No les sorprenderá, supongo, que en los últimos tiempos, casi a diario, después de ver en el telediario o los periódicos el relato en tiempo real de esta España desvergonzada y patética, en manos de la misma gentuza infame que sin distinción de tiempos y nombres medra atornillada a nuestra historia desde hace siglos, sienta a menudo la necesidad urgente de zambullirme en las páginas cervantinas, a fin de que, como decía antes, el dolor y la amargura se diluyan hasta hacerse tolerables. Hasta reconciliarme, en lo posible, con este lugar desgraciado en el que a mí, como a ustedes, por nacimiento nos arrojó el azar. Y no falla. Cada vez, entre el cañamazo de la genial parodia cervantina, por los vericuetos serenos y originalísimos de su prosa, aquel hombre lúcido y bueno, que fue soldado y conoció la guerra, el cautiverio, la decepción, la soledad y el fracaso sin que nada quebrara su bondad y su gallardo espíritu, me alivia el dolor con su mirada agridulce, su serena sonrisa melancólica, su humor suave, resignado e inteligente. Con la entrañable imagen del hidalgo, no loco, sino soñador y cuerdo -«Yo sé quién soy»-, que encarna el valor sin recompensa, perito en derrotas, blanco de las bromas pesadas de ese maléfico encantador llamado destino o mala suerte.

Nunca fue tan olvidado Cervantes, y nunca hizo tanta falta. Porque asómbrense: de los catorce países de habla hispana que puedo comprobar, sólo en seis -Uruguay, Venezuela, Costa Rica, El Salvador, Perú y Puerto Rico- la lectura de El Quijote es obligatoria en el colegio. En México, que presume de punta de lanza del español en América, dejó de serlo en 2006; y en Argentina, para vergüenza de las sombras de Borges, Bioy y Roberto Arlt, ni siquiera existe la materia Literatura Española. En cuanto a esta España de aquí, la palabra no es ya vergüenza, sino prevaricación que roza lo criminal: la lectura de El Quijote no sólo no es obligatoria -obligar traumatiza, ya saben-, sino que ni siquiera figura entre las recomendadas por el ministerio de Educación en secundaria o en bachillerato.

Y sin embargo, insisto, pocas veces fue tan necesario Cervantes como refugio y consuelo; como analgésico que no elimina la causa del dolor pero ayuda a soportarlo; como prueba de que, hasta en la peor hora, cuando toda certidumbre se desmorona y el fracaso golpea, hay maneras de soportarlo casi todo. De afrontar el embate con sonrisa serena; con lucidez, dignidad y esperanza.
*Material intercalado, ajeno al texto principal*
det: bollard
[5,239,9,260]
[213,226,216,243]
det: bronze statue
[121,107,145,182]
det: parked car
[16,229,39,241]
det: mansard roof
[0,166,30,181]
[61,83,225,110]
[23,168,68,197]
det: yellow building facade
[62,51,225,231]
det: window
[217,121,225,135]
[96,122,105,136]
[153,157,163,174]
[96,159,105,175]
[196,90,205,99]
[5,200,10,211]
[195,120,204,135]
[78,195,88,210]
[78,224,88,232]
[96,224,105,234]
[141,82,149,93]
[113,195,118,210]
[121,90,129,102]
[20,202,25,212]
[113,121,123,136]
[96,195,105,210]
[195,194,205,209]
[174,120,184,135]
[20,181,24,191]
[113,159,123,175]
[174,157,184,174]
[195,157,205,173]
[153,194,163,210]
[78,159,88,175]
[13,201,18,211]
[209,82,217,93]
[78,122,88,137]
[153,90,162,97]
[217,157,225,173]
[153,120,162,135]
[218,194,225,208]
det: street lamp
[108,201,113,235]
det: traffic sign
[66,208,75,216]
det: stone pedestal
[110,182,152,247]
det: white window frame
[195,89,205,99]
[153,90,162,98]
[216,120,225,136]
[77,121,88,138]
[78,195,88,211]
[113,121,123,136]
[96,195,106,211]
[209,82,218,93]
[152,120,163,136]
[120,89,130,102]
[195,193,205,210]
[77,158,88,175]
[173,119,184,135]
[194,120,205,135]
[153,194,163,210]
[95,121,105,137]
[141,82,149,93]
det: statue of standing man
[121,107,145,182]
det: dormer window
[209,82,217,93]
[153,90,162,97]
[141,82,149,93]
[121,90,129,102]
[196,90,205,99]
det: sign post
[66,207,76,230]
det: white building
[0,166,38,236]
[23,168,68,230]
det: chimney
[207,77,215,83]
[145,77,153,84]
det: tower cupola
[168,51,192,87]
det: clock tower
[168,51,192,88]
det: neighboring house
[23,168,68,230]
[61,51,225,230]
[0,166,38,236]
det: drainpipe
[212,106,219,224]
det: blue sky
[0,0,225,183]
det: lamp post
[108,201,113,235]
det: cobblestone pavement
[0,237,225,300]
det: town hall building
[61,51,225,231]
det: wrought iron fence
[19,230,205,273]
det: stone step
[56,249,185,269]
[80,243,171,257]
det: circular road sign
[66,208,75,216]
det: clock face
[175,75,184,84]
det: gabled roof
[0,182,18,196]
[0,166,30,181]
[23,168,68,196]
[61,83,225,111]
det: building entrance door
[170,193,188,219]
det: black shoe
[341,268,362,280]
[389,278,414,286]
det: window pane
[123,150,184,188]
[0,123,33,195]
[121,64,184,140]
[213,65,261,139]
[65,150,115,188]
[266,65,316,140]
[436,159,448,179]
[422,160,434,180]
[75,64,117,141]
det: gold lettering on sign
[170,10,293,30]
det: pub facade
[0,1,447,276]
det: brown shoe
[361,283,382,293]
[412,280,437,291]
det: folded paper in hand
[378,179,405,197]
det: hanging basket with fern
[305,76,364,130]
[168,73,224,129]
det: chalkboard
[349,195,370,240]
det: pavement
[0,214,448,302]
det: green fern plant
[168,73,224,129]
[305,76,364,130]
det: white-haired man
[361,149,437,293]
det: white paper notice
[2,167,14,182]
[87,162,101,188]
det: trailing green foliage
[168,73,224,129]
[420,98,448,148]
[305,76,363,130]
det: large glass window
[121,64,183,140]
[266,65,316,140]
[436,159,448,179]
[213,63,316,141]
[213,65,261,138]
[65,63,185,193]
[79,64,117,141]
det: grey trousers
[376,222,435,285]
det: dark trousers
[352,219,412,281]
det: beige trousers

Puestos a recetar aspirinas, permítanme mencionar un ensayo escrito hace veintitrés años por el filósofo Julián Marías, padre del escritor Javier Marías. Se titula Cervantes, clave española; y en la conferencia que le dio origen, don Julián cita un fragmento de su propio prólogo al Persiles:

Y se despide del lector, de la vida, con estas aladas, entrañables palabras que no pueden leerse sin sentir que aprisionan en sólo dos líneas el quién que fue Cervantes: «¡Adiós gracias, adiós donaires, adiós regocijados amigos; que yo me voy muriendo, y deseando veros presto contentos en la otra vida!»... Un hombre que va a morir, que sabe que va a morir muy pronto y se despide de la gracia, del donaire, del regocijo, de la amistad, de la palabra, de la conversación. ¿No es esto España, que viaja con ilusión, con prisa de la otra vida; cuya última palabra, después de tantos años de infortunio, heridas, cárceles, cautiverio, pobreza y desdén, después de tanto amor, tanta belleza, tanta ilusión fresca y marchita nunca, es «contentos»? ¿No es esto España?